Taking a different path

The split didn’t deter her at all. If anything, it spurned her on to begin her activism throughout Arizona, the US, and even internationally, to test the efficacy of cannabis on PTSD patients. Determined to not turn her back on her patients as so many before her have after receiving pushback, she began to research a new place to hold her study. While she did not want to become a cannabis activist, she felt she was pushed into it after facing so many obstacles during her tenure in research. She soon accepted an offer to work in a space provided by Weed Depot’s owner, Howard Baer. Sisley first rejected the offer, as she didn’t want to be so closely associated with the cannabis industry, saying she didn’t want the optics of “being in bed” with the cannabis industry. She later accepted after they offered her office space that allowed her to continue her telemedicine visits with patients. With a place to conduct her research and funding secured, she was ready to begin. In 2016, she dove head first into her study, but she started to notice that her samples were not of any decent quality to study. She stated the cannabis tested at 8% and was a “powdery mash of sticks, stems, and leaves.”, while also testing positive for yeasts and molds. Unfortunately, since 1968 the DEA has required scientists who study weed to ONLY get their samples from one specific farm supplied by the University of Mississippi.  Seeing this only as a way to slow-walk research, she decided to sue the DEA because they created a monopoly for over 50 years with the University of Mississippi. Especially since they are providing a product that undermines the study due to its poor quality. In addition, she brought to their attention that no other Schedule-1 drugs are restricted to such a monopoly, such as MDMA, and mushrooms. In 2019, the DEA announced that it would be moving forward to facilitate and expand scientific and medical research for cannabis in the U.S.

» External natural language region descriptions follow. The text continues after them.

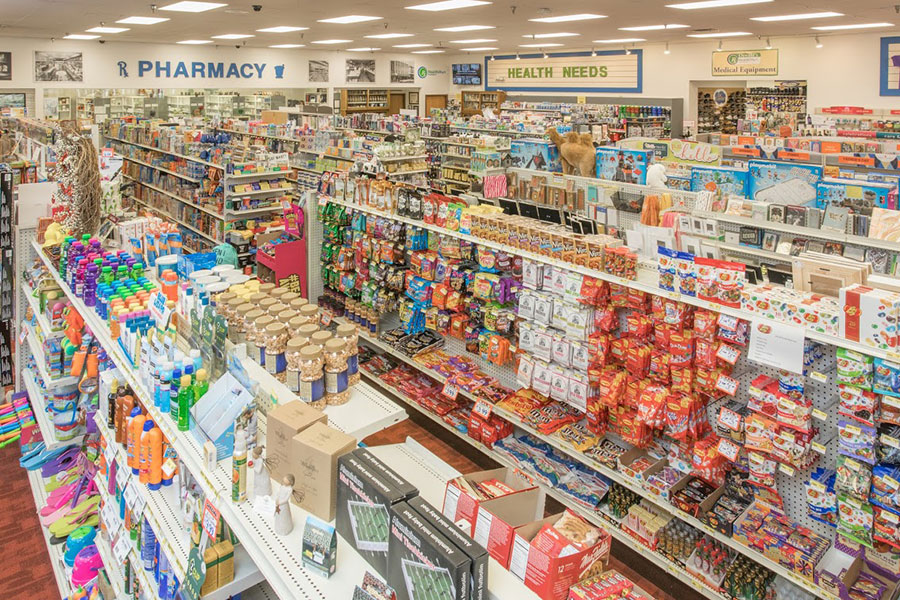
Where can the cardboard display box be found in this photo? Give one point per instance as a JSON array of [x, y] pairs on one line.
[[313, 458], [551, 576], [364, 499], [477, 554], [499, 518], [423, 563], [461, 508], [282, 424]]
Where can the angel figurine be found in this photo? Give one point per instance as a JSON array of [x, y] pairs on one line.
[[284, 521], [262, 485]]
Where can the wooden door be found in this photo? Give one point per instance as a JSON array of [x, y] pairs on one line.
[[398, 101], [435, 101]]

In addition to her research for veterans with PTSD, Sisley also has conducted research to treat pain management and opioid addiction with cannabis. Allowing her patients to consume cannabis has helped them wean off powerful pharmaceuticals such as opioids, benzodiazapams, and other addictive medicines. She partnered with the University of Michigan to survey data in this area. She started to hear from athletes needing help managing pain or coming off of opioids. Many of her patients were in the NFL, NBA, and MMA among other sports. One player, NFL runningback Mike James, came to her with an opioid addiction and a strong family history of substance abuse. She stated he was so vulnerable and almost suicidal when she met him but was able to wean him off of all prescriptions with the help of cannabis. Unfortunately, the NFL has a no-tolerance policy against drug use. Even so, they joined together to advocate for the medical use of cannabis in the NFL. They went so far as to file for a TUE or a Therapeutic Use Exemption for medical use, citing their research showing how he successfully removed all opiates from his system with the help of cannabis. The NFL wouldn’t budge and James ultimately retired, as his mental health was worth more to him and his family than his career.

Today and beyond

In 2020, Sisley joined her mother, Dr. Hanna Sisley, in opening their medical weed dispensary, White Mountain Health Center, where she serves as Medical Director. She continues her research into the benefits of weed and has expanded into psilocybin research. Her lab is now licensed by the Feds to grow cannabis and psilocybin for research purposes. Her previous fights have also helped pave a smoother road for mushroom research. Many of the talking points on cannabis were directly related to psilocybin, and the military vets, police officers, and firefighters in her corner helped sway lawmakers. “This is the first opportunity we have had to do FDA-authorized studies on human subjects using real, whole natural mushrooms instead of isolated molecules.”

Outside of her research, Sisley says her main goal is to pave the way for young and upcoming scientists to dip their toes in the field. She sees cannabis continuing to have a huge impact on the medical field and is eager to see who is going to continue her work.